Quest’ ultimo è caratterizzato da un bordo rialzato di terriccio tale da impedire, in caso di pioggia, che le olive possano essere trascinate dall’ acqua. La raccolta che in dialetto si dice la “ccosa” inizia proprio a livello del “cigghjaru” dove per ragionevoli motivi di lontananza dal tronco le olive sono più rade. Questa operazione in genere viene svolta dalle donne “l’ antu tli femm’ni” dirette dalla”fattora”. Gli uomini invece vanno a costituire la squadra “tli scalisciaturi” muniti di scale lunghe e strette a pioli distanziati ed a cui tocca il compito della “spilatura” e della “spruiatura” cioè della raccolta delle olive direttamente dall’ albero. Una volta raccolte, le olive vengono portate al frantoio, “lu trappitu”. I frantoi di una volta erano molto caratteristici.

All’ ingresso vi era un primo ambiente, l’ olivaio, in cui vi era una grande bilancia, una basculla, su cui venivano misurate le olive. Più avanti e situato su un piano inferiore, vi era il frantoio vero e proprio che ospitava la macina “la mulazza” per la molitura delle olive.
La “mulazza” aveva forma circolare ed era molto ampia perchè veniva azionata dal moto circolare degli animali a cui era legata. La pasta residua a seguito della molitura veniva posta in un contenitore di legno “la mattra” su cui si riempivano i fiscoli “li fiskuli” che erano una sorta di cestini a forma di dischi che venivano a formare una colonna, “lu cuenzu”, che veniva compressa sotto un torchio contro una trave, “lu cappieddu”. Il torchio aveva quindi il compito di spremere l’ olio presente nella pasta delle olive.

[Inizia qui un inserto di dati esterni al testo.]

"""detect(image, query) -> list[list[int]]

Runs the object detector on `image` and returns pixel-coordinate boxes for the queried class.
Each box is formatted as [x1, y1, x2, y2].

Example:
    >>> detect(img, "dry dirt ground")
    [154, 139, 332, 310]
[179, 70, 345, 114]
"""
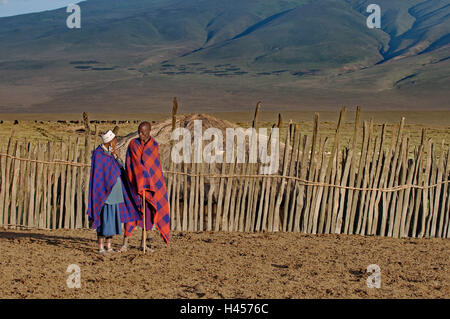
[0, 228, 448, 299]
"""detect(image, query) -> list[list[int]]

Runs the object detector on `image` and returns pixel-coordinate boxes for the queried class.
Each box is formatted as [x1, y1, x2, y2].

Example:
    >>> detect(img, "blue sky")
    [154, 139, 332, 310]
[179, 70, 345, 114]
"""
[0, 0, 85, 18]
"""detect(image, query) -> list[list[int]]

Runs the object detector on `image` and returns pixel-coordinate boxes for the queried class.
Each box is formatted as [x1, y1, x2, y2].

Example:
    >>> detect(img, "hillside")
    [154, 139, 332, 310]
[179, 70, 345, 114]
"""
[0, 0, 448, 113]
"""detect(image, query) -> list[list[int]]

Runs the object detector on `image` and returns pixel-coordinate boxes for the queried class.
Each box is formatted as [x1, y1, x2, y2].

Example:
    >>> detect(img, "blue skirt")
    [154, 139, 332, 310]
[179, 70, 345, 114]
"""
[96, 204, 122, 237]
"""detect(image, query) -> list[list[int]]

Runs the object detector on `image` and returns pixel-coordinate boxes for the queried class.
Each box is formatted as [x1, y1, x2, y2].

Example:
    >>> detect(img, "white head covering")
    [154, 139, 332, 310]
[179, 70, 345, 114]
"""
[101, 130, 115, 144]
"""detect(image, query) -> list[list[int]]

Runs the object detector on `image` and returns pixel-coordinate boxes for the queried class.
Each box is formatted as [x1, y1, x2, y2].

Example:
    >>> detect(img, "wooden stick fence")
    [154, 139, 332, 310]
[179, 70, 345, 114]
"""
[0, 108, 449, 238]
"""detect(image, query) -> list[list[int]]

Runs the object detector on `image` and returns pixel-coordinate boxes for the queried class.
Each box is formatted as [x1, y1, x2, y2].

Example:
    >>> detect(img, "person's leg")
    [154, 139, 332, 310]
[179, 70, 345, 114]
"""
[140, 203, 155, 251]
[120, 236, 129, 252]
[120, 203, 155, 252]
[97, 207, 107, 253]
[120, 221, 137, 252]
[105, 236, 113, 252]
[97, 234, 105, 253]
[121, 222, 152, 252]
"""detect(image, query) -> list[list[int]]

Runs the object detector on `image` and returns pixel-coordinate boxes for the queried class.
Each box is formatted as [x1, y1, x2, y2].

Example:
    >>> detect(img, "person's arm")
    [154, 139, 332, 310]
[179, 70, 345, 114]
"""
[126, 141, 145, 194]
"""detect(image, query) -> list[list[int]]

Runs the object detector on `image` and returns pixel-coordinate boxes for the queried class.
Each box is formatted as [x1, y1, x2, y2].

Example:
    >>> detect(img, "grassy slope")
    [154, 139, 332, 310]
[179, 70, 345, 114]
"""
[176, 0, 387, 69]
[0, 0, 448, 113]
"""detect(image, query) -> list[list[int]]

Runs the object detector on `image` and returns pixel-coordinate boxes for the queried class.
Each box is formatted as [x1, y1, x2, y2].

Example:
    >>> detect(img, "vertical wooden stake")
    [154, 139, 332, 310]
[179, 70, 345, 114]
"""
[142, 190, 147, 254]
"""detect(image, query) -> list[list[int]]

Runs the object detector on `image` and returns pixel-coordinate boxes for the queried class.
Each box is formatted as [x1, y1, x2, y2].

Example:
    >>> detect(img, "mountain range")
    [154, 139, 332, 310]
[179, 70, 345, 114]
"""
[0, 0, 448, 113]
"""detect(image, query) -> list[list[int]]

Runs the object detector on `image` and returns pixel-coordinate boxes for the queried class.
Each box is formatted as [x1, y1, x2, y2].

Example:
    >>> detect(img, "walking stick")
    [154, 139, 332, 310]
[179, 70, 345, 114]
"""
[142, 189, 147, 254]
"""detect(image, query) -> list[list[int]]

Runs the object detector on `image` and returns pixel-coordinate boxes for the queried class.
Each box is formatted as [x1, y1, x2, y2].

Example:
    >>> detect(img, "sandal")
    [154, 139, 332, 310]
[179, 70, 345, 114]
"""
[98, 248, 106, 255]
[118, 245, 128, 253]
[141, 245, 155, 253]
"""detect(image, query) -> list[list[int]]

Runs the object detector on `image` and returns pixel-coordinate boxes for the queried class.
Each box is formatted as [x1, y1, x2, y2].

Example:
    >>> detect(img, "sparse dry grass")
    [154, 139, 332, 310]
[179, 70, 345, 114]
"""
[0, 111, 448, 157]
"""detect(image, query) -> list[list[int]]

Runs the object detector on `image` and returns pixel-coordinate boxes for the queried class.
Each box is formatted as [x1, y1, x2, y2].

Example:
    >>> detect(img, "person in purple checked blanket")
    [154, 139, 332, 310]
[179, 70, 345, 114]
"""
[86, 130, 140, 254]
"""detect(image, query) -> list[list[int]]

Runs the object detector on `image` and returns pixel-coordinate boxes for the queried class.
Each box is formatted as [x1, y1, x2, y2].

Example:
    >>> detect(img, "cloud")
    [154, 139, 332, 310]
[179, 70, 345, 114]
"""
[1, 0, 9, 6]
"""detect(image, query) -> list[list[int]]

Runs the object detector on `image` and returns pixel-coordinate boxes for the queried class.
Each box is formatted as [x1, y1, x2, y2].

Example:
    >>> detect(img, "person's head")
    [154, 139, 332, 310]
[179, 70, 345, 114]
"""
[138, 121, 151, 143]
[101, 130, 117, 149]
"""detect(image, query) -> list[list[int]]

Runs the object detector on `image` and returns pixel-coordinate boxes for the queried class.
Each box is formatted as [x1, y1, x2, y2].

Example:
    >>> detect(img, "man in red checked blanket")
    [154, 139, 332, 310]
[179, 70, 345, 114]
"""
[120, 121, 170, 252]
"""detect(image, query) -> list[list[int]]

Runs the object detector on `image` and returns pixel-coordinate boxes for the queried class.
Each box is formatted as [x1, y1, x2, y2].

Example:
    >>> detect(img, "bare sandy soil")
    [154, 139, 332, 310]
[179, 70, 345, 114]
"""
[0, 228, 448, 299]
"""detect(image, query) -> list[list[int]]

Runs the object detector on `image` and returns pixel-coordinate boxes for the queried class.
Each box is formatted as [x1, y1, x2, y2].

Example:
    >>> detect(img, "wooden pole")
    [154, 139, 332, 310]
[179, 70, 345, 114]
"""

All’ interno del frantoio vi erano anche altri locali come la “sciaja” che era il luogo destinato ad accogliere le olive da macinare; “lu nuzzaru” nel quale si depositava la sansa residua dalla spremitura delle olive e “lu sintinaru” cioè l’ inferno del frantoio in cui era possibile recuperare per decantazione, in delle cisterne, una frazione d’ olio di cattiva qualità, “la sintina”. Una volta illustrato il “trappito” cerchiamo di conoscere le varie fasi della molitura delle olive. Una volta arrivate al frantoio le olive venivano depositate nella “sciaja”.

Successivamente venivano poste nella “mulazza” per la molitura dove, una volta macinate, si formava la pasta. Questa pasta veniva versata sulla “mattra” e quindi si procedeva a riempire i fiscoli di giunco e ad incolonnarli sotto il torchio, si “armava lu cuenzu”. Le operazioni venivano svolte dai “fiskulari” sotto la guida “t’lu nagghjiru”, il capo dei frantoiani.

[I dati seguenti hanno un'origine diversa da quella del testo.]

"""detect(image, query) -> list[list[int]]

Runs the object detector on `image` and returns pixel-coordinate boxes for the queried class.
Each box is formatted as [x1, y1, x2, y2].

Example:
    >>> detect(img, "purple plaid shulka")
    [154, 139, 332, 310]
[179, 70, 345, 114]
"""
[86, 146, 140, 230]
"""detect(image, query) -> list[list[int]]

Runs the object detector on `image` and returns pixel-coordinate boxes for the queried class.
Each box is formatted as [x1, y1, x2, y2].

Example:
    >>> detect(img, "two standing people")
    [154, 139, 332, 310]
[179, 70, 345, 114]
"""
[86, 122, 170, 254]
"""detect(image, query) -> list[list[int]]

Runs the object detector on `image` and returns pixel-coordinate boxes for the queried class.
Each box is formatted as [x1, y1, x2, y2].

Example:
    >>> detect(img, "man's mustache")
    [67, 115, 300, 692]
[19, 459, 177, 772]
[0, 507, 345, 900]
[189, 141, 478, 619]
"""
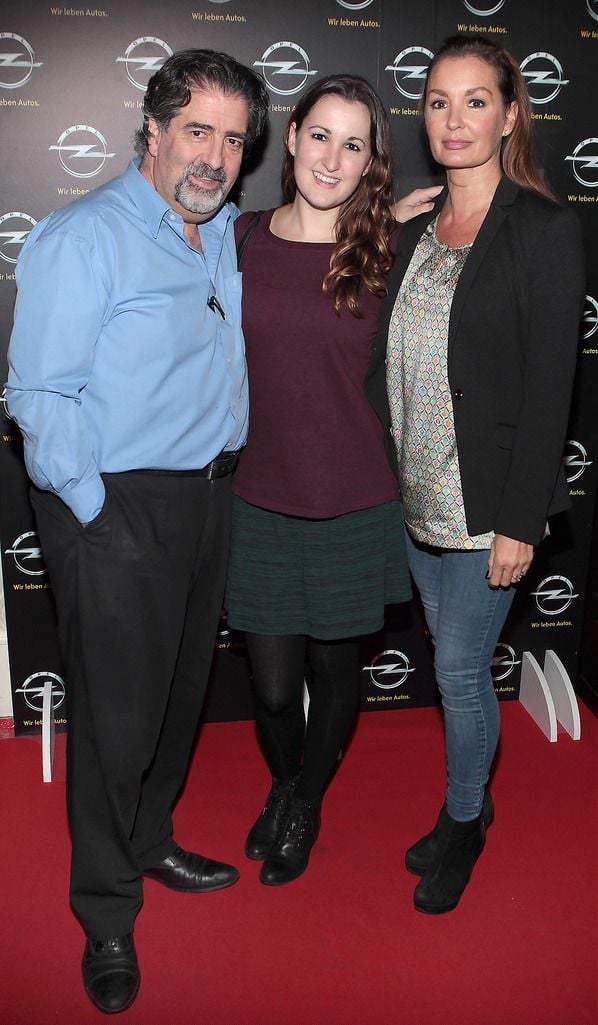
[182, 163, 227, 185]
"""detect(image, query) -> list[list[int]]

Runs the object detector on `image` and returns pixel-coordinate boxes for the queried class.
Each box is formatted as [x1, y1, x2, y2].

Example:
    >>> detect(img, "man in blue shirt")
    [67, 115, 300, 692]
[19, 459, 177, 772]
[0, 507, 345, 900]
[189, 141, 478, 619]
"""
[6, 50, 268, 1014]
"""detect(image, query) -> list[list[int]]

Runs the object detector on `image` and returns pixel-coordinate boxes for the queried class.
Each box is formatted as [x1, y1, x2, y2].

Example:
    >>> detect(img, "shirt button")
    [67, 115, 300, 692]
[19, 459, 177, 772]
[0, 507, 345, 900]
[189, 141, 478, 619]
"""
[226, 357, 232, 365]
[454, 389, 464, 400]
[168, 212, 176, 221]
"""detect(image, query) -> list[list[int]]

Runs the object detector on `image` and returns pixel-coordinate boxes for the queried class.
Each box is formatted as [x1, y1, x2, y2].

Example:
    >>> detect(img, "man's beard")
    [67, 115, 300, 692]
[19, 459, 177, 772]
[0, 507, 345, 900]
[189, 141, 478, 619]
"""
[174, 162, 228, 214]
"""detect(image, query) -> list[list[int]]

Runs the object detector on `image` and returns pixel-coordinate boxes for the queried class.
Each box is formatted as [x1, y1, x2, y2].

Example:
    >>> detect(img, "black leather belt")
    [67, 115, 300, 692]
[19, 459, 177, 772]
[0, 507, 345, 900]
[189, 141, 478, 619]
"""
[129, 452, 239, 480]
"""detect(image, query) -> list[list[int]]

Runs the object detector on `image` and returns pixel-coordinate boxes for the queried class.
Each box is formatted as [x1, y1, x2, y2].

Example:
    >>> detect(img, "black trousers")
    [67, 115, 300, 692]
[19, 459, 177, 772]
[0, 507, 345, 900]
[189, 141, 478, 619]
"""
[31, 471, 232, 939]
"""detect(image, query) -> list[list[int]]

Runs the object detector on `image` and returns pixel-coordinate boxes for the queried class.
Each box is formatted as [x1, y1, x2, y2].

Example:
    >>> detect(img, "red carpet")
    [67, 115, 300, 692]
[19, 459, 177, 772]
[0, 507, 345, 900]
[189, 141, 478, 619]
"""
[0, 702, 596, 1025]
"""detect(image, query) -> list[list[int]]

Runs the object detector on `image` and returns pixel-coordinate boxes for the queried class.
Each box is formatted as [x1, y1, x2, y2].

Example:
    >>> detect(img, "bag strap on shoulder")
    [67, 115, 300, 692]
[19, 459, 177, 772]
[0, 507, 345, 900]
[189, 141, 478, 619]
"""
[236, 210, 263, 267]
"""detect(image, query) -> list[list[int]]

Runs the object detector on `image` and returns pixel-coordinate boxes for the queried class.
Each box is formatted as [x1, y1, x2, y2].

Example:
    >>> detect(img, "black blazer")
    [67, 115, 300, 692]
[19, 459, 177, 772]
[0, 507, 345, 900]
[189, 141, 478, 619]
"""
[365, 177, 585, 547]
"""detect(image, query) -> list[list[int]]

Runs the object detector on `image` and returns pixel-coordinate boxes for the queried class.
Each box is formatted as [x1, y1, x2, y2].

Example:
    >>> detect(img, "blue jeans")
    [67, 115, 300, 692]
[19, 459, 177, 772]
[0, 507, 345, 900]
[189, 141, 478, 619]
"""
[405, 531, 516, 821]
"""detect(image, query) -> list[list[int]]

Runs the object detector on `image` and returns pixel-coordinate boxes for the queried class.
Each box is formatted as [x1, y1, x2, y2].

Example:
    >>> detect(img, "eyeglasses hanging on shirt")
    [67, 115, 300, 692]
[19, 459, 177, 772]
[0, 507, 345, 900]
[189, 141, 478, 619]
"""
[201, 216, 229, 322]
[168, 210, 229, 322]
[207, 294, 226, 320]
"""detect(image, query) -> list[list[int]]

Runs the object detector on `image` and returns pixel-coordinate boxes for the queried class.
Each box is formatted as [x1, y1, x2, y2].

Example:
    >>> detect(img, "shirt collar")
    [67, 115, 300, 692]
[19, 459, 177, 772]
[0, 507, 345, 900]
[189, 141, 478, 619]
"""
[122, 157, 233, 242]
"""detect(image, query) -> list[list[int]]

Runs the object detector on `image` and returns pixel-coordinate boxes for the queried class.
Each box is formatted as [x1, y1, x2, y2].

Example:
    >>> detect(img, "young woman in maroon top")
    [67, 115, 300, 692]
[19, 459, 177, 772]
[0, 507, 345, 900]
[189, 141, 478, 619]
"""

La stessa pasta successivamente veniva posta ad una seconda o anche terza spremitura, ripetendo tutte le operazioni sopracitate. L’ olio che colava dai torchi finiva in dei pozzetti cilindrici chiamati “ancili”. L’ olio veniva poi raccolto in recipienti di zinco, “li zzirri” o in un deposito in muratura detto “postura”. La pasta residua non più suscettibile di ulteriore spremitura costituiva la “moria” dalla quale veniva ricavata la “sintina” in apposite vasche di decantazione. Infine la feccia “la fezza” andava a finire in un pozzo chiamato “capuvientu” che in genere era costituito da una fenditura naturale venendo così definitivamente eliminata.